The remote monitoring of a property may be augmented by Alarm and Notification  functionalities which update the user regarding the monitored property value matching determined conditions (e.g., out of limits).

History services are supported to retrieve historic information on the observed properties.

Addressed in Sections: 7.1

Description

Function-based remote control enables a user to remotely perform an action, change parameters or setpoints, or start and stop Functions. It includes the remote invocation of Methods to perform Functions on a Device. For example, to start or stop device-specific Functions, open and close covers, as well as change parameters like Alarm limits, control and calibration values, or closed-loop control set-point values.

Addressed in Sections: 7.4, 7.6, 7.4.2

Description

Program-based remote control covers the orchestration of one or more instruments along a lab or analytical workflow. It enables a supervising system (e.g., LIMS) to manage and execute programs on a Device as part of a greater workflow. 

Furthermore, it covers the capability to retrieve the Program Templates on the Device, select a program to be executed, start a program run and monitor the program’s progress.

The combined program-management and result-management use-cases are the basis for orchestration of several instruments along workflows. 

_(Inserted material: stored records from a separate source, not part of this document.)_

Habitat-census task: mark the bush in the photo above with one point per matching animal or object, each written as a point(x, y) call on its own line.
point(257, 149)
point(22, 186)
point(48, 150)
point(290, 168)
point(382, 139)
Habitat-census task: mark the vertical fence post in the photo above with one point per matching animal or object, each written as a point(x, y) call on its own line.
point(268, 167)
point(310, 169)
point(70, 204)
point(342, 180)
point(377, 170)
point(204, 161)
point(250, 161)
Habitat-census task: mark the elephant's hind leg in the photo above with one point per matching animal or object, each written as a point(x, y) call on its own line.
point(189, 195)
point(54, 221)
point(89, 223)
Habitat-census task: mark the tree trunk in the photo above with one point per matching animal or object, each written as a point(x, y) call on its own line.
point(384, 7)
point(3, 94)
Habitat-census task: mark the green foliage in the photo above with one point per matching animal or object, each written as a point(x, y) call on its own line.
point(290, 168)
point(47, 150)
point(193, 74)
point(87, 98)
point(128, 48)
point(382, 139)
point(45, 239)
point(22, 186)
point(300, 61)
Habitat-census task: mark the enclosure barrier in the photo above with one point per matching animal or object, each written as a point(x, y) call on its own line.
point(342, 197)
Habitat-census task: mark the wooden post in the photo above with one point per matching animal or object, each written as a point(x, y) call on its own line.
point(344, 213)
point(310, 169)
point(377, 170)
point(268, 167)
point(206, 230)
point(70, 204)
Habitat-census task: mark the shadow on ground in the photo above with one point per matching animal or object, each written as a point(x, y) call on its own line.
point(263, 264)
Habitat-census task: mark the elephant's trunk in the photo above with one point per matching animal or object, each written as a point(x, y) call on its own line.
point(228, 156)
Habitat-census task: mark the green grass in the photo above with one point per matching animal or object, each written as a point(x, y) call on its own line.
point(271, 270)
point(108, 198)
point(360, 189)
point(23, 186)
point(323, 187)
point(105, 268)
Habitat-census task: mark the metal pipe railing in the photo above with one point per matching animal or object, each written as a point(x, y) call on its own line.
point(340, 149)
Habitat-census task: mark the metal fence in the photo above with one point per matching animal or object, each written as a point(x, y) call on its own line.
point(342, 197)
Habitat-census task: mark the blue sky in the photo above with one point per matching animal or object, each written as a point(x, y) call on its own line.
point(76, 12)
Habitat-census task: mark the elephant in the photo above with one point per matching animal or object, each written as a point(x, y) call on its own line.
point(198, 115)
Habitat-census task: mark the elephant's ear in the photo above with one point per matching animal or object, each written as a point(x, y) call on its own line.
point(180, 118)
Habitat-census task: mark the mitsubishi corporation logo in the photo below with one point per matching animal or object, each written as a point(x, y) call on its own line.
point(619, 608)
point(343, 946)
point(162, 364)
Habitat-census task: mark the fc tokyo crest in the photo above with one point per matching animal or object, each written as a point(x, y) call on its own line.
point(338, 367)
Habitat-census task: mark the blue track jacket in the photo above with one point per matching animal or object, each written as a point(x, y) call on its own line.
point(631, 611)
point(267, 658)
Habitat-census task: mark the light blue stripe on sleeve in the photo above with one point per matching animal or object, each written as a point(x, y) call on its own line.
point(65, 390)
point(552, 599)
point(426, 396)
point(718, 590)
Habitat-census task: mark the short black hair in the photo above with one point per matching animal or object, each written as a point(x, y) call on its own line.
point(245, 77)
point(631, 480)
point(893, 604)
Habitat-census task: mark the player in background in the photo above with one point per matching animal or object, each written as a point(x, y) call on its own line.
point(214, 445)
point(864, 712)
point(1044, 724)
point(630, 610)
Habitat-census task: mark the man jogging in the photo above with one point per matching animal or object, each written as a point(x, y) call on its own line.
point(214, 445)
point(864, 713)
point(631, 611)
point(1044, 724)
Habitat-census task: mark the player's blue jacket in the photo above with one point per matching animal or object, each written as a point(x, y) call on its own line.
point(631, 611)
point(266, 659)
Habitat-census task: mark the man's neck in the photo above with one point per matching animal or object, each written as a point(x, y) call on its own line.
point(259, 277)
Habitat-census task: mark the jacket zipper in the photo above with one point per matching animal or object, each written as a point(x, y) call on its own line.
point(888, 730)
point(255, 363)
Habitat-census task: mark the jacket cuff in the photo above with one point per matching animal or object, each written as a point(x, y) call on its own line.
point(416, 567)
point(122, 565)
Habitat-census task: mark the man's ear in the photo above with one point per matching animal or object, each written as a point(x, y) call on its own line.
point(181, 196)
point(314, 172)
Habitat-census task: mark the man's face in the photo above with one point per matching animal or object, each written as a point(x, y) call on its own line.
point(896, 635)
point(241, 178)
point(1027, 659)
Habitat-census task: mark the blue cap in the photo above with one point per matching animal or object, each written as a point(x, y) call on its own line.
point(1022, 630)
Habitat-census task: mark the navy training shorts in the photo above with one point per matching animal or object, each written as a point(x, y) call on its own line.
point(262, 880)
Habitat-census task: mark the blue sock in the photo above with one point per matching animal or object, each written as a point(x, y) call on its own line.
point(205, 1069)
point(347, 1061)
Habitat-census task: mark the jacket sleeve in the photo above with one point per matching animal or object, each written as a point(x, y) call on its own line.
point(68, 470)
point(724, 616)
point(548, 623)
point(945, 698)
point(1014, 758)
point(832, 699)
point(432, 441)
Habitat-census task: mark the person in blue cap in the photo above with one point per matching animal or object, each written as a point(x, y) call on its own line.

Addressed in Section: 7.1.10

Description

A Device performing a specific Function may generate results. These results are typically consumed by one or more applications which may not run on the Device itself.

The generating Device exposes the results such that they can be retrieved by the application via OPC UA. The results data include the results themselves, but also metadata such as results templates, user information, timestamps, action identifiers, and sample Ids.

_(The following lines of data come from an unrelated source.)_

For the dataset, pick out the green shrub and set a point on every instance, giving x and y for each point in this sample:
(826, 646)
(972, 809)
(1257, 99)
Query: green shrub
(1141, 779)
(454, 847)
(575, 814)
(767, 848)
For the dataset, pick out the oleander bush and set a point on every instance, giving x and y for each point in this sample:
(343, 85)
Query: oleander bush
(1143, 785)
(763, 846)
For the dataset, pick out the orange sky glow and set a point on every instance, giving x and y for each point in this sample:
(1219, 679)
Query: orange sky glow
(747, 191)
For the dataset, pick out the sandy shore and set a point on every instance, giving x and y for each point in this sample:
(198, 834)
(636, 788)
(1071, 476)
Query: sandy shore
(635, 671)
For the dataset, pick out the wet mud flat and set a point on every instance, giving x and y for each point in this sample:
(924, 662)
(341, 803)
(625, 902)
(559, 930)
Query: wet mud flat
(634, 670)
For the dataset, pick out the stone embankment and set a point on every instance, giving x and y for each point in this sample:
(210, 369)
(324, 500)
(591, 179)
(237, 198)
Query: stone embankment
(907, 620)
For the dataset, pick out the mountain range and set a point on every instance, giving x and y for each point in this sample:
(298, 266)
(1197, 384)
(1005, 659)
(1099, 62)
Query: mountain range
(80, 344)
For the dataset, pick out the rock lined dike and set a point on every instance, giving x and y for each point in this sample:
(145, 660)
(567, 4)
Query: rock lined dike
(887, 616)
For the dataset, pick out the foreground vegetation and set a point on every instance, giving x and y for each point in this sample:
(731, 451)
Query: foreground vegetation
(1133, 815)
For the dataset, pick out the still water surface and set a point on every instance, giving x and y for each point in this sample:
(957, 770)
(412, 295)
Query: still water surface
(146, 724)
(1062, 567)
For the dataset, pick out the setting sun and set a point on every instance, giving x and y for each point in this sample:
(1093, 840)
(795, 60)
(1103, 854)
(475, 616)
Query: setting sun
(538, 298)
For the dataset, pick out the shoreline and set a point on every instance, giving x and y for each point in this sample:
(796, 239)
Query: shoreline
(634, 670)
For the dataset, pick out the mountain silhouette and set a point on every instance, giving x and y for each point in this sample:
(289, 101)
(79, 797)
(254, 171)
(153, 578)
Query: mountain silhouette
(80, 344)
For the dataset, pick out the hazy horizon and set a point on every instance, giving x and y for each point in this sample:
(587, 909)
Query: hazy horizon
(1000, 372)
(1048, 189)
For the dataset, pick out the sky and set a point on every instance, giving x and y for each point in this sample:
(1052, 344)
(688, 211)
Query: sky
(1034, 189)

A Device can also provide the capability to observe intermediate/partial results, such that an application can monitor the execution of a Function on the Device.

There may be specific cases in which a consuming application may need to retrieve the results via an alternative interface. In these cases, the Device exposes the URI where the results reside and can be accessed via authenticated access. The possibility to retrieve intermediate/partial results via an alternative interface is outside the scope of this specification.